The small town of Graiguenamanagh sits peacefully along the banks of the River Barrow, on the border between counties Kilkenny and Carlow. It's name in Irish (Gráig na Manach), meaning 'village of the monks' points to its ancient monastic foundations. In the sixth century a settlement was founded by St Fiacra (St Fiacre to the French), before his great missionary expedition to France. It was a later monastic foundation, however, that the town became better-known. A new monastery was founded in the wake of the twelfth century Norman Conquest of Ireland, by the earl of Pembroke, William Marshall in 1204. The monastery was to be given to the Cistercians, and the early monks came there from Stanley Abbey in Wiltshire, England. The monks planned a monastery and church of vast proportions. The abbey, which became known as Duiske, flourished and had over eighty resident monks by 1230. For three hundred years the abbey flourished. The advent of the Protestant Reformation, however, proved disastrous, with monasteries and abbeys throughout Ireland and Britain being dissolved by orders of parliament. Duiske was suppressed in 1526. Subsequently the church and monastery passed into the hands of the James, the ninth earl of Ormonde. The church then descended into dereliction for a time until 1754 when part of the nave was transformed into into the place of worship for the local Protestant population. This arrangement lasted until the early nineteenth century, when a new Church of Ireland church was erected in the town. The abbey once again became a place of Catholic worship in 1813, which it continues to be to this day.

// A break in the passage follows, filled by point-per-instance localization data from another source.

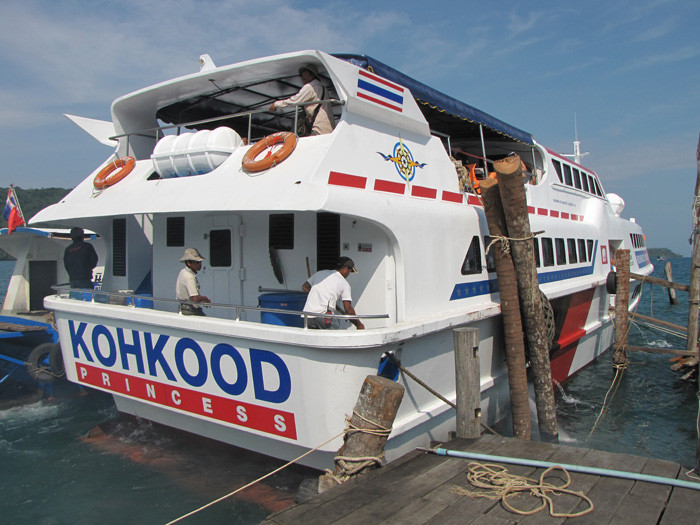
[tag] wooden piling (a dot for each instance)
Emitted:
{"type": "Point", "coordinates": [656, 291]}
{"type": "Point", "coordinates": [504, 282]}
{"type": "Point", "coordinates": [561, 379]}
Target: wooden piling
{"type": "Point", "coordinates": [368, 430]}
{"type": "Point", "coordinates": [622, 295]}
{"type": "Point", "coordinates": [510, 183]}
{"type": "Point", "coordinates": [468, 382]}
{"type": "Point", "coordinates": [668, 271]}
{"type": "Point", "coordinates": [510, 312]}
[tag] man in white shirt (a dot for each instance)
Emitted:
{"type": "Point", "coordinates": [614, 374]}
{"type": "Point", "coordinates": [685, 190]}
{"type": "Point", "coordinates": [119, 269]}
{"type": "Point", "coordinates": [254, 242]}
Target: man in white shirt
{"type": "Point", "coordinates": [187, 287]}
{"type": "Point", "coordinates": [312, 90]}
{"type": "Point", "coordinates": [325, 288]}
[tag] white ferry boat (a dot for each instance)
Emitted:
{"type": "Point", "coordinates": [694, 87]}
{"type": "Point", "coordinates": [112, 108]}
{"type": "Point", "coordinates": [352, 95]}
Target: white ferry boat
{"type": "Point", "coordinates": [381, 189]}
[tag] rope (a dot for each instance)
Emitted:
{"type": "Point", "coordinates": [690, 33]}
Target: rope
{"type": "Point", "coordinates": [500, 485]}
{"type": "Point", "coordinates": [254, 482]}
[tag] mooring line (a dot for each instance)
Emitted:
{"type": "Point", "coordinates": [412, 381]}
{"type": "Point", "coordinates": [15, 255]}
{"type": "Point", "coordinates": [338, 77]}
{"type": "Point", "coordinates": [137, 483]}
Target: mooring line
{"type": "Point", "coordinates": [255, 481]}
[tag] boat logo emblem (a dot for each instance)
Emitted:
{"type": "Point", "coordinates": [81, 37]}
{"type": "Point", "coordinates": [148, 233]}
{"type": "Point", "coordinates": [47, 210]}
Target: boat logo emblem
{"type": "Point", "coordinates": [403, 161]}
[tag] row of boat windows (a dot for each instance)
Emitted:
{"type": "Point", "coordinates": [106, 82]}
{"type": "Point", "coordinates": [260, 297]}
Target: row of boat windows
{"type": "Point", "coordinates": [548, 252]}
{"type": "Point", "coordinates": [638, 240]}
{"type": "Point", "coordinates": [577, 178]}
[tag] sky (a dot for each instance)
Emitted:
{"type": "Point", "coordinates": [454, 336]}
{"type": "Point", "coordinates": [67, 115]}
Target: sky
{"type": "Point", "coordinates": [624, 76]}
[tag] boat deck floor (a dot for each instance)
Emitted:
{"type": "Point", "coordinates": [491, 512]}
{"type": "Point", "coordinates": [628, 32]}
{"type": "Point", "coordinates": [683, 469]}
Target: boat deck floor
{"type": "Point", "coordinates": [419, 488]}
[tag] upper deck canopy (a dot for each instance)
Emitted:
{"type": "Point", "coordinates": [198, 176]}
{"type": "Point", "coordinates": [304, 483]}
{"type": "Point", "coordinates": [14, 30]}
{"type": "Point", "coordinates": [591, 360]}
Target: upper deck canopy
{"type": "Point", "coordinates": [453, 111]}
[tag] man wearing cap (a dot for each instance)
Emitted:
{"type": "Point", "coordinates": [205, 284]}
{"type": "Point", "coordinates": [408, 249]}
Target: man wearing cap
{"type": "Point", "coordinates": [325, 288]}
{"type": "Point", "coordinates": [187, 288]}
{"type": "Point", "coordinates": [79, 260]}
{"type": "Point", "coordinates": [320, 116]}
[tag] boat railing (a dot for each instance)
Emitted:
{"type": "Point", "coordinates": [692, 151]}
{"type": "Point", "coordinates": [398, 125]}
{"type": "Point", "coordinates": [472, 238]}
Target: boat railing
{"type": "Point", "coordinates": [130, 299]}
{"type": "Point", "coordinates": [157, 132]}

From the outside the church could be mistaken for any large cruciform early nineteenth century chapel, with few immediate signs of its ancient heritage. The size of the church is, however, immediately apparent. The abbey church was the largest Cistercian church in Ireland, over sixty-five meters long. At the crossing (where the nave and transepts met) stood a great tower, which collapsed in 1744. It was never replaced.
The image above shows the church as it would have looked in the early twentieth century. The restoration completed throughout the nineteenth century produced a largely mock Gothic effect, with plaster statues, an elaborate high altar, and the highly decorated chancel arch. These fitting remained until the 1970s when a further restoration took place in the wake of the Second Vatican Council. Duiske is one of the few churches to have truly benefited from restoration in this period, with the church being returned to its former Cistercian glory. In line with their strict interpretation of monastic aestheticism, medieval Cistercians promoted their own particular style of architecture, with their churches exuding an austerity rarely found in Catholic churches. The plaster visible above was removed to reveal the unrendered whitewashed stone, in keeping with the original design; Cistercians never favoured plastered walls and even statues and images were frowned upon, lest they distract the monks from prayer. A beautiful unseasoned oak roof was added as part of the most recent restoration, returning the church to at least some of its medieval glory.
Above is an image of an archway leading to monastic cloister.